OVERTIME: DOL's final overtime rule wrapped up review at the White House budget office Friday, so the regulation will likely be released very soon. The proposed version of the rule would set the salary ceiling under which virtually all workers must be paid time-and-a-half whenever their workweek exceeds 40 hours at $35,308 (up from the current $23,660.)
The proposal would extend overtime eligibility to 1.1 million additional workers, but that's significantly fewer than the 4.2 million who would have become eligible under an Obama-era version of the rule that a federal judge in Texas blocked shortly before it was to take effect in December 2016. The Trump administration proposal directs DOL to update the threshold at its discretion every four years, dropping a provision in the Obama administration rule that set a formula for the threshold to rise automatically with inflation.
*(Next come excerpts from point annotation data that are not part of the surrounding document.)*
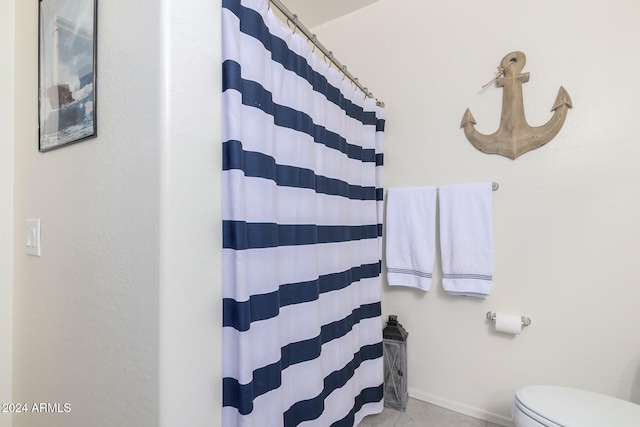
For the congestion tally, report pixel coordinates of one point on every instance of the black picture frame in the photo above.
(67, 54)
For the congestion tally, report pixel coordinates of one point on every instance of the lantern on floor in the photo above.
(395, 364)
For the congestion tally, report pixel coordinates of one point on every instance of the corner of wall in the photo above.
(190, 215)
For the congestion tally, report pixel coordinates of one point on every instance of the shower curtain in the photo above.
(302, 226)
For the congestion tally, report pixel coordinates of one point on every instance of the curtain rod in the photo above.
(293, 18)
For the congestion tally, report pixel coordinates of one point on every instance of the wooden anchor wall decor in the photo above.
(515, 137)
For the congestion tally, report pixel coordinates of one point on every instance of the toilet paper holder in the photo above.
(491, 315)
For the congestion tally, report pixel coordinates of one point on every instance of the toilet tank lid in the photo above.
(566, 406)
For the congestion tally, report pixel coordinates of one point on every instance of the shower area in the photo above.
(302, 228)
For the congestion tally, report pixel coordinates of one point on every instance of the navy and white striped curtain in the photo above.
(302, 226)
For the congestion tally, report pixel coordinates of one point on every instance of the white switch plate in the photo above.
(32, 237)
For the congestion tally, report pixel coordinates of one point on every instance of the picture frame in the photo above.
(67, 53)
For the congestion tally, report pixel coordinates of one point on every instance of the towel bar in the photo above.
(492, 316)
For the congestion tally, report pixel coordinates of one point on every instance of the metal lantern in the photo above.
(395, 364)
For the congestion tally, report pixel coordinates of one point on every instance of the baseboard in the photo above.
(461, 408)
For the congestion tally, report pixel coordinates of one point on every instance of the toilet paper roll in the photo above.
(508, 323)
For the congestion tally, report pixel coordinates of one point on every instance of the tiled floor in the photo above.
(420, 414)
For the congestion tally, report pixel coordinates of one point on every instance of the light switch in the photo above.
(32, 237)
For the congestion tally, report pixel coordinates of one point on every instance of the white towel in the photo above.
(411, 236)
(466, 239)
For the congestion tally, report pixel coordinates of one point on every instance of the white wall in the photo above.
(120, 317)
(191, 243)
(86, 313)
(567, 234)
(7, 40)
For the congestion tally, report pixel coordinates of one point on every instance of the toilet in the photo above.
(553, 406)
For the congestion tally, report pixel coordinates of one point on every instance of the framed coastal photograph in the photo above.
(67, 72)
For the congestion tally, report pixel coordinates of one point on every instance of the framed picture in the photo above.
(67, 72)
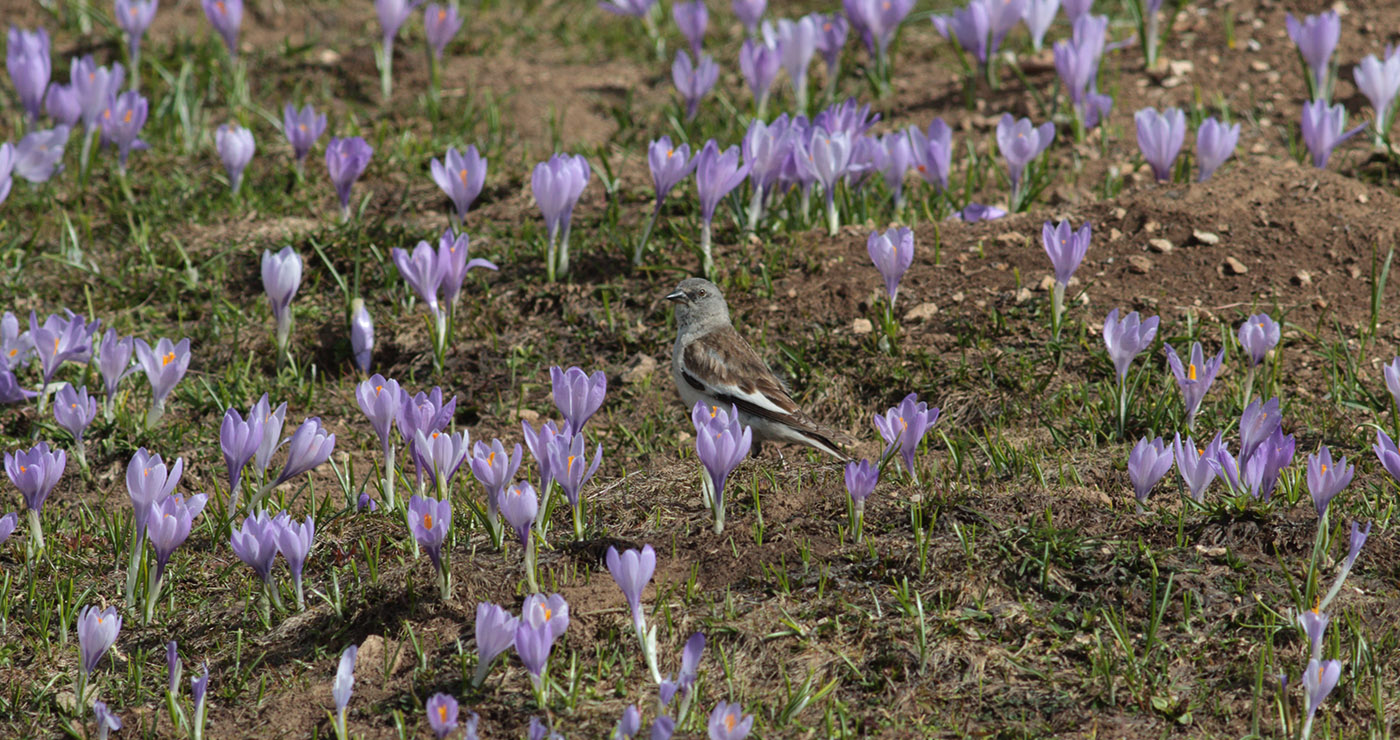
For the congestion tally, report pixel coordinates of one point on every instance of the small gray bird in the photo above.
(711, 363)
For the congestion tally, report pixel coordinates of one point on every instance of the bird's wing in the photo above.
(723, 365)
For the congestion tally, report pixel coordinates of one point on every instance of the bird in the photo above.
(713, 364)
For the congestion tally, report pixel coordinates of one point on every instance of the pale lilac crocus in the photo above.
(1194, 465)
(692, 18)
(557, 185)
(361, 336)
(1214, 144)
(1148, 462)
(1316, 38)
(1379, 81)
(494, 634)
(1019, 141)
(693, 80)
(1194, 378)
(294, 540)
(346, 160)
(892, 253)
(226, 16)
(669, 165)
(1323, 129)
(35, 472)
(1326, 479)
(303, 129)
(235, 148)
(392, 13)
(1159, 139)
(461, 176)
(721, 444)
(759, 62)
(717, 174)
(164, 367)
(903, 427)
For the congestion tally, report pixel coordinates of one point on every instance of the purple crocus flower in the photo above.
(1194, 465)
(721, 444)
(1214, 143)
(440, 24)
(430, 521)
(749, 13)
(1038, 16)
(1126, 339)
(310, 446)
(235, 148)
(892, 253)
(520, 507)
(494, 634)
(63, 105)
(1159, 139)
(534, 644)
(1257, 424)
(797, 45)
(669, 165)
(685, 679)
(30, 66)
(461, 176)
(74, 410)
(135, 17)
(122, 122)
(93, 86)
(149, 481)
(692, 20)
(114, 361)
(105, 719)
(294, 542)
(443, 712)
(1066, 248)
(557, 185)
(1148, 462)
(303, 129)
(1194, 379)
(693, 80)
(716, 176)
(361, 335)
(1257, 336)
(933, 153)
(1379, 81)
(577, 395)
(1326, 479)
(346, 160)
(860, 481)
(759, 62)
(1021, 141)
(905, 425)
(1323, 129)
(632, 571)
(240, 441)
(97, 634)
(636, 9)
(226, 16)
(877, 21)
(728, 722)
(1386, 452)
(1316, 38)
(1319, 679)
(164, 367)
(168, 526)
(255, 543)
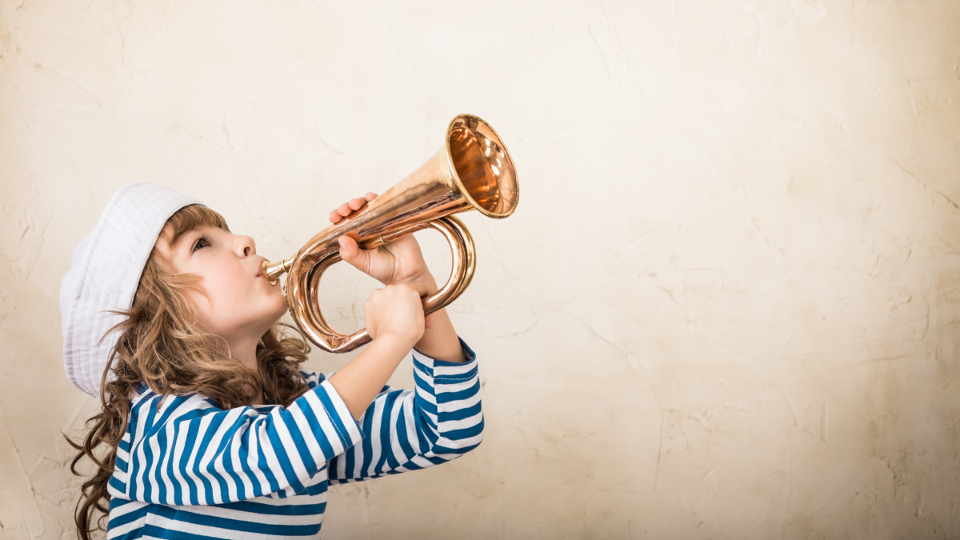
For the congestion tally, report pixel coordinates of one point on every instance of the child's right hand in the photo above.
(395, 310)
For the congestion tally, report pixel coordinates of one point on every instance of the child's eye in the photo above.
(202, 242)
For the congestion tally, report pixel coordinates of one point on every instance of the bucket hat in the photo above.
(104, 274)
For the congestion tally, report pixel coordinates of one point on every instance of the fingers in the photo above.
(351, 206)
(351, 253)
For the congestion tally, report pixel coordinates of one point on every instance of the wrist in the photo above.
(396, 342)
(424, 283)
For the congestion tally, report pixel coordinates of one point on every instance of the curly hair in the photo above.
(163, 346)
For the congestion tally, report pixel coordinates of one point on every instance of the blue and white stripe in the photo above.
(187, 469)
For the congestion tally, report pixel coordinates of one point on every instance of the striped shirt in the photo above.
(187, 469)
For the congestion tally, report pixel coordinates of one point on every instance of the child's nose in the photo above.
(247, 246)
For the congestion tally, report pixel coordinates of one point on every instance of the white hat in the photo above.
(104, 275)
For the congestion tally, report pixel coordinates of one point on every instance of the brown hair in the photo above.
(162, 345)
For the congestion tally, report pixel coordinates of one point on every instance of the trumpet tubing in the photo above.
(472, 171)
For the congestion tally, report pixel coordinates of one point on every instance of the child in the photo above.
(207, 428)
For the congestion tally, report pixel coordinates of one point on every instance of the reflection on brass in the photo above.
(473, 171)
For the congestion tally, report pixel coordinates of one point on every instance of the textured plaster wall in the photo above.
(727, 307)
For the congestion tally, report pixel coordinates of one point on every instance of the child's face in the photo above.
(240, 304)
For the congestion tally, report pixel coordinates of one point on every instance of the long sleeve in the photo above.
(413, 429)
(186, 451)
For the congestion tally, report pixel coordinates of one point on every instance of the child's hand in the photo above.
(398, 262)
(395, 310)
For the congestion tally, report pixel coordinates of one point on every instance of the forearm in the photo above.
(439, 340)
(359, 382)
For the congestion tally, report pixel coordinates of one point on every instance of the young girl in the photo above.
(207, 428)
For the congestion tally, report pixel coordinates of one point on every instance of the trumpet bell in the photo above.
(472, 171)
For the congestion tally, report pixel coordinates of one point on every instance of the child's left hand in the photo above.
(400, 261)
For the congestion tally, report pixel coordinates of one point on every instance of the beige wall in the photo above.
(727, 307)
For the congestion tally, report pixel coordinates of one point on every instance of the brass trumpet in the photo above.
(473, 171)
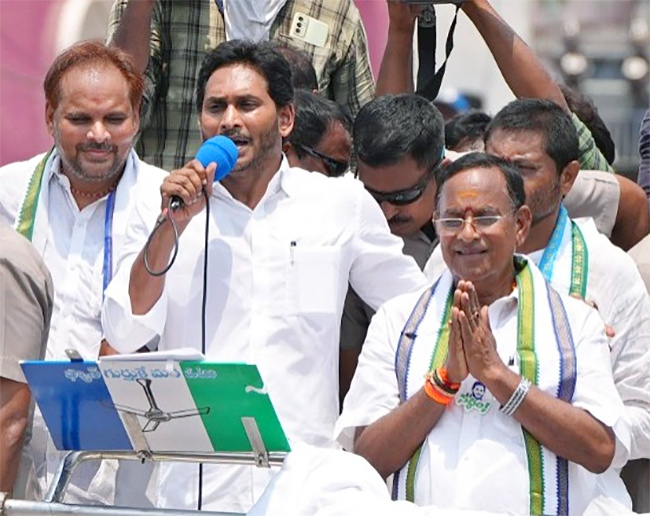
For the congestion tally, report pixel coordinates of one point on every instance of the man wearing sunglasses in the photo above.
(320, 140)
(399, 145)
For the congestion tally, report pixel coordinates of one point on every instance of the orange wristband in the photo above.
(436, 394)
(444, 376)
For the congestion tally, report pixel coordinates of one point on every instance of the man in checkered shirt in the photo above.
(169, 40)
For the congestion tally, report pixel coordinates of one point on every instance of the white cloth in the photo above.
(250, 19)
(322, 482)
(478, 461)
(615, 285)
(71, 243)
(277, 280)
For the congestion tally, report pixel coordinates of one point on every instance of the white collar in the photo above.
(250, 19)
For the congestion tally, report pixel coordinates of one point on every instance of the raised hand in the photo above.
(479, 344)
(456, 365)
(188, 183)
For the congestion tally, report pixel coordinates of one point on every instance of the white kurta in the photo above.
(71, 242)
(615, 285)
(277, 280)
(476, 459)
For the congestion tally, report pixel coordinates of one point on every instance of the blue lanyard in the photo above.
(107, 271)
(550, 254)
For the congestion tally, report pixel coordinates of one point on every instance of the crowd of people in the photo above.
(447, 314)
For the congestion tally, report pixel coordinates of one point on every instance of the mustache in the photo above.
(397, 219)
(235, 134)
(104, 147)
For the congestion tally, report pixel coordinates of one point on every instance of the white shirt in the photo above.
(71, 242)
(478, 462)
(277, 280)
(615, 285)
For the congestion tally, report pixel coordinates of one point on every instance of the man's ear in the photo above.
(523, 220)
(568, 176)
(286, 118)
(136, 119)
(49, 118)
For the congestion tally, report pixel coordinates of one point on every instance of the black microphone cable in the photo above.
(204, 297)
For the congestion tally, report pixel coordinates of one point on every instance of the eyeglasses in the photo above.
(453, 225)
(406, 196)
(333, 166)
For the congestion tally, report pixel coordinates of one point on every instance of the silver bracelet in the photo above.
(517, 397)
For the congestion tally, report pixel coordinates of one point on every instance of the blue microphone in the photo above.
(220, 150)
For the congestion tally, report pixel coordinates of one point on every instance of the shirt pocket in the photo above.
(313, 279)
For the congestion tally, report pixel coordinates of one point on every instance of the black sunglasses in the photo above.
(408, 195)
(333, 166)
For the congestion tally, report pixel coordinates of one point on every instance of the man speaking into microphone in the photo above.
(282, 245)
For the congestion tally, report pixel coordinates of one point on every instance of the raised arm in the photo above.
(26, 295)
(409, 424)
(187, 183)
(520, 67)
(131, 29)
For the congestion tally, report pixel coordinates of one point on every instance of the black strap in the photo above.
(430, 90)
(426, 45)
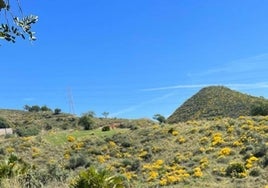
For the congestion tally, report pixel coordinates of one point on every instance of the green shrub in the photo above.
(255, 172)
(235, 170)
(94, 178)
(87, 122)
(106, 128)
(4, 123)
(27, 131)
(12, 167)
(77, 161)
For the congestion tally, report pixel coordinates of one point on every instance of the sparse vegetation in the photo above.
(136, 153)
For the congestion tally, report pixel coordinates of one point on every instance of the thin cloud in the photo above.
(193, 86)
(28, 99)
(135, 107)
(250, 65)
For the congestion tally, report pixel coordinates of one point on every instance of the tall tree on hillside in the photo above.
(13, 23)
(160, 118)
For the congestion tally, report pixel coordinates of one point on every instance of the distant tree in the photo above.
(4, 123)
(87, 122)
(57, 111)
(259, 110)
(95, 178)
(161, 119)
(13, 23)
(105, 114)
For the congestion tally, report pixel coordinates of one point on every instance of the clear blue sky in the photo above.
(136, 58)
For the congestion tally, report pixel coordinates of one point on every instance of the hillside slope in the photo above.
(215, 101)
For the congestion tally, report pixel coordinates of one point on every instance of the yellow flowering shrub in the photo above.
(112, 144)
(198, 172)
(10, 149)
(204, 162)
(250, 162)
(225, 151)
(217, 139)
(175, 133)
(70, 138)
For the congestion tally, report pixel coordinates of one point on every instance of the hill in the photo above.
(215, 101)
(220, 153)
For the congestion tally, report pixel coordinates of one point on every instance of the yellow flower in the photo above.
(197, 172)
(152, 175)
(10, 149)
(101, 159)
(217, 139)
(163, 182)
(175, 133)
(112, 144)
(70, 138)
(225, 151)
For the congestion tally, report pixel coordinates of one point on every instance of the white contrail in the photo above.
(192, 86)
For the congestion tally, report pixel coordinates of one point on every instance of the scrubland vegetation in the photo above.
(60, 150)
(224, 152)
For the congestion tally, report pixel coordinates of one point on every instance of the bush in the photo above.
(94, 178)
(77, 161)
(27, 131)
(106, 128)
(45, 109)
(87, 122)
(259, 110)
(235, 170)
(4, 123)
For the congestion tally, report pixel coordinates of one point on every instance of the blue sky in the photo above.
(134, 59)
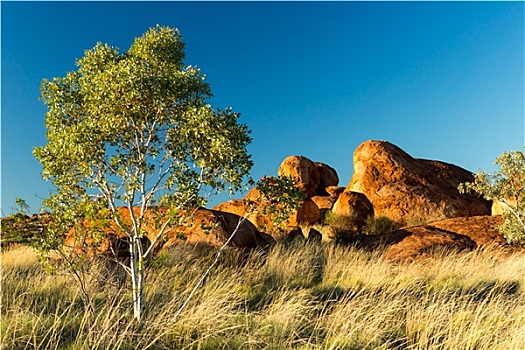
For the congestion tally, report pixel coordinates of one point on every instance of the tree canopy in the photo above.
(135, 129)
The final rule may have some changes from the proposed version based on public comments. The agency will also have to respond to advocacy groups and Democrats' written concerns that the rule doesn't go far enough to protect workers as the one that was previously on the books.
Some 16 state attorneys general urged DOL not to move forward on the proposal arguing that it would make difficult to enforce state labor laws. They said raising the ceiling only to $35,308 would "expose millions of workers" to being misclassified as exempt from overtime protections. The AGs from New York, California, D.C., Maryland, and others states said that's because significant flaws in the "duties test" make it comparatively easy for an employer to claim a low-wage worker's job is sufficiently managerial to deny that worker overtime pay.
We'll see what DOL says in the final rule.